Anksiyete ve depresyonun tipik özelliklerini belirlemek için, aşağıdaki anahtarları referans olarak alın..

1. Motivasyon derecesi

Depresyon yaşayan insanlar, abulia olarak bilinen bir semptom yaşarlar. Abulia, temel olarak, bir şeyler yapma arzusunun eksikliği inisiyatifidir. Yani, depresyonun ana varyasyonlarında, devletin acı çekeceği söylenebilir. hiçbir şey yapmak için motive olmadığını hissediyor, eğlenceli görünen ve çaba gerektirmeyen faaliyetler yapılması önerildiği halde.

Buna karşılık, endişe yaşayan insanlar önceki özelliklere uymuyor. Zihinsel tükenmişlik durumlarının onları çabucak yorulma ihtimalini arttırması olasıdır, ancak çoğu durumda dinlenirken sorunları olur ve bunun yerine, kendilerini meşgul tutmak ve ne istediklerini düşünmek zorunda kalmamak için eğlence bulmaya çalışırlar. Endişeye.

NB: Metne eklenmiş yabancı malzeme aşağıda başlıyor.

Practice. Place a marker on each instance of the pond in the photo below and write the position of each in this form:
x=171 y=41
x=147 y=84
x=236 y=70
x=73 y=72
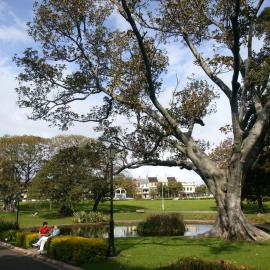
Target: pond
x=125 y=231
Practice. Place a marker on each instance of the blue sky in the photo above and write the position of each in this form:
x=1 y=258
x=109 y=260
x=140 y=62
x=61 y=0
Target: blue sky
x=14 y=39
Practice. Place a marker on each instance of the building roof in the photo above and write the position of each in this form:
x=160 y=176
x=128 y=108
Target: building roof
x=152 y=179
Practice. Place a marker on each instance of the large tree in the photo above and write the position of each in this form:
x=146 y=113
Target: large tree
x=83 y=56
x=21 y=157
x=73 y=173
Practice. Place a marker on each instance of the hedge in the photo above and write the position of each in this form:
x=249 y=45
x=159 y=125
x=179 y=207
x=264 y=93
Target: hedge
x=199 y=264
x=76 y=250
x=162 y=224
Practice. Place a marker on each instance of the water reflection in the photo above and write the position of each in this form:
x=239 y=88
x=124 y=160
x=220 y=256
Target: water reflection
x=126 y=231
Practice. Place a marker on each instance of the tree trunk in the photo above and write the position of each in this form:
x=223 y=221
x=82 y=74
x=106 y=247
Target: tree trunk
x=96 y=202
x=260 y=204
x=231 y=222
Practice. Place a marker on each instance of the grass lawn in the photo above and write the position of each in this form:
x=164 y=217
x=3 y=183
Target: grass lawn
x=126 y=210
x=152 y=252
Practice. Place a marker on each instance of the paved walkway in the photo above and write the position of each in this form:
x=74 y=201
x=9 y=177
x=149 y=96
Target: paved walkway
x=11 y=260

  • İlgili makale: "¿Birkaç tür depresyon var mı? "

2. nedenleri

Anksiyete nedenleri, günlük olarak mevcut olmaları nedeniyle bizi bu duruma götüren neredeyse uykuda çeşitli faktörlere cevap verebilir: uyku eksikliği, madde bağımlılığı, belirli sosyal veya ekonomik sorunlar, vs.

Depresyon, aksine, sık sık endojen görünür, açıklamak için açık bir neden olmadan. Semptomların başlangıcı belirli bir olayla çakıştığında, genellikle dakiktir ve zamanın basit bir geçişi yapmak zorunda değildir. “normale dön” depresyonu ortadan kaldırmak.

  • İlgili makale: "İçsel depresyon: mutsuzluk içeriden geldiğinde"

3. Kaygıların varlığı veya yokluğu

Endişeli insanlar, neredeyse sürekli bir endişe durumunda kalmakla karakterizedir. Sürekli aynı düşünceyi döndürme alışkanlığı olan rasyonasyon (ancak olumsuz olabilir) zorlukla kaçabilecekleri kısır bir döngüdür..

Bunun nedeni kaygının sebebi bizi uyanık bir durumda tut Bazı tehlikeler olduğunda çok faydalıdır, fakat kronikleşirse sorun çıkarır..

Bununla birlikte, depresyonda, en ağır vakalarda, çok az endişe vardır veya doğrudan neredeyse hiçbiri yoktur. Bu tür bir bozukluk, faydalı bir aktivasyon mekanizmasının evrimsel bir bakış açısıyla uzantısı değildir, ancak kökeni çok daha gizemlidir ve şu an için çok az şey bilinmektedir..

Depresyonda yaşanan rahatsızlık hissi, yakınlarda olduğu gibi yakınlarda tehlike olduğu bilinciyle de fazla olmak zorunda değildir. melankoli hissi ve yataktan kalkma nedenlerinin kaybı.

  • Belki de ilgileniyorsunuz: "Dysthymia, melankoli fikrinizi ele geçirdiğinde"

4. Zevk yeteneği

Depresyon ve anksiyete arasındaki en önemli farklılıklardan bir diğeri de depresyon hastalarının genellikle zevk alma yeteneğini kaybeder, psikolojik bir zevk olmasa da, fiziksel uyarıma daha çok bağlı olsa bile. Anhedonia olarak bilinen bir semptomdur.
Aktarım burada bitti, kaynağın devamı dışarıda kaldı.